Genetic analysis of genome-wide variation in human gene expression.

Natural variation in gene expression is extensive in humans and other organisms, and variation in the baseline expression level of many genes has a heritable component. To localize the genetic determinants of these quantitative traits (expression phenotypes) in humans, we used microarrays to measure gene expression levels and performed genome-wide linkage analysis for expression levels of 3,554 genes in 14 large families. For approximately 1,000 expression phenotypes, there was significant evidence of linkage to specific chromosomal regions. Both cis- and trans-acting loci regulate variation in the expression levels of genes, although most act in trans. Many gene expression phenotypes are influenced by several genetic determinants. Furthermore, we found hotspots of transcriptional regulation where significant evidence of linkage for several expression phenotypes (up to 31) coincides, and expression levels of many genes that share the same regulatory region are significantly correlated. The combination of microarray techniques for phenotyping and linkage analysis for quantitative traits allows the genetic mapping of determinants that contribute to variation in human gene expression.
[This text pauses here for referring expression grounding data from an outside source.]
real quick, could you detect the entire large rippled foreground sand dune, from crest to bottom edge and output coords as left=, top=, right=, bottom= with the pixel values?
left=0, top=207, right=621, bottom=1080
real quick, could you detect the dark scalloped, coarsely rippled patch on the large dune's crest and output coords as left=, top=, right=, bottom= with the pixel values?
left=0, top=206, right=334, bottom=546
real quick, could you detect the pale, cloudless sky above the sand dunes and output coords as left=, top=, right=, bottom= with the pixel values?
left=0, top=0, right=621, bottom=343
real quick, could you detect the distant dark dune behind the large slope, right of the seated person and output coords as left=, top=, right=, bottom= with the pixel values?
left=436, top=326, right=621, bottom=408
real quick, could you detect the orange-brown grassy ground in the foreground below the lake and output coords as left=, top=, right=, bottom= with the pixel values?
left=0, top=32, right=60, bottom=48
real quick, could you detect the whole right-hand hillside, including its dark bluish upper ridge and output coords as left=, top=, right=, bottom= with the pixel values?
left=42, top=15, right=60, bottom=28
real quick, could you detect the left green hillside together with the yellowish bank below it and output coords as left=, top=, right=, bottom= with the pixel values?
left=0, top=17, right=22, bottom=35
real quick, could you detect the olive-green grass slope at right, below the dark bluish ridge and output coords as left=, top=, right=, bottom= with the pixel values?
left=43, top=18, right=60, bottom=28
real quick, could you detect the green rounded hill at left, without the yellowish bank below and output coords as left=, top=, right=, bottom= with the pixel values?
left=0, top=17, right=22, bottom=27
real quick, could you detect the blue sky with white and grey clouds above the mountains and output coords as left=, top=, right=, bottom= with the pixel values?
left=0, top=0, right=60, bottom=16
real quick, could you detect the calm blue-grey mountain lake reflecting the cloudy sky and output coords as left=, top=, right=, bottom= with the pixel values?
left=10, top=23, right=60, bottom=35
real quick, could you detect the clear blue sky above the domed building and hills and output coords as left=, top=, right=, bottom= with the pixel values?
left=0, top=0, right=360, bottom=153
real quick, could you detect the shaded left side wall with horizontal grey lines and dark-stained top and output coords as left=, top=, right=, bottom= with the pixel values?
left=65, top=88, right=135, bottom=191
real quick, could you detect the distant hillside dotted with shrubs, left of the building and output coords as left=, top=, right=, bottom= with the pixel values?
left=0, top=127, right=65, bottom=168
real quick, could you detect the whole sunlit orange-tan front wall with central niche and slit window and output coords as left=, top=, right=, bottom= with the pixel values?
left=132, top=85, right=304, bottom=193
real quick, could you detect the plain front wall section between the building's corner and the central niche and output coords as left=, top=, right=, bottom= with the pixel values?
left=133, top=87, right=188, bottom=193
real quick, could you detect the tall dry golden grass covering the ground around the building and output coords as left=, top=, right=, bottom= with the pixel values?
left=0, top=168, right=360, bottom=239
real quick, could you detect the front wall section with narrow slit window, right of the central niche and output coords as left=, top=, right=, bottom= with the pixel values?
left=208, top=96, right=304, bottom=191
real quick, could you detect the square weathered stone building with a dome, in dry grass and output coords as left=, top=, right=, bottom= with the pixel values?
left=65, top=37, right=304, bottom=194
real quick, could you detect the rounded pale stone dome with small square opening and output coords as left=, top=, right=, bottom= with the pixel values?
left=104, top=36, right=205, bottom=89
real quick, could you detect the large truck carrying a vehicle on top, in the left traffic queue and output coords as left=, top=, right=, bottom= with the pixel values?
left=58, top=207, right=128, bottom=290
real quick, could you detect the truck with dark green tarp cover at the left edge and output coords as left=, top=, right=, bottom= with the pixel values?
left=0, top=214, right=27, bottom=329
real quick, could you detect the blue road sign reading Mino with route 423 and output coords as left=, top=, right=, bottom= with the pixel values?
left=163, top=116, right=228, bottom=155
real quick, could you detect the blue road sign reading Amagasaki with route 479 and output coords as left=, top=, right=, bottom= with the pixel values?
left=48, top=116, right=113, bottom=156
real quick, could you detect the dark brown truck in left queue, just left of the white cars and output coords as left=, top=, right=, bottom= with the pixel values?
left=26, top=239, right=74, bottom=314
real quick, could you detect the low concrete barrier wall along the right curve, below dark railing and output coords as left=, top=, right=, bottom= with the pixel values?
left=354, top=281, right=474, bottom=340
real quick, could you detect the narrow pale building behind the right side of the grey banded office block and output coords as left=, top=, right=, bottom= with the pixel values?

Natural variation in human gene expression assessed in lymphoblastoid cells.

The sequencing of the human genome has resulted in greater attention to genetic variation among individuals, and variation at the DNA sequence level is now being extensively studied. At the same time, it has become possible to study variation at the level of gene expression by various methods. At present, it is largely unknown how widespread this variation in transcript levels is over the entire genome and to what extent individual differences in expression level are genetically determined. In the present study, we used lymphoblastoid cells to examine variation in gene expression and identified genes whose transcript levels differed greatly among unrelated individuals. We also found evidence for familial aggregation of expression phenotype by comparing variation among unrelated individuals, among siblings within families and between monozygotic twins. These observations suggest that there is a genetic contribution to polymorphic variation in the level of gene expression.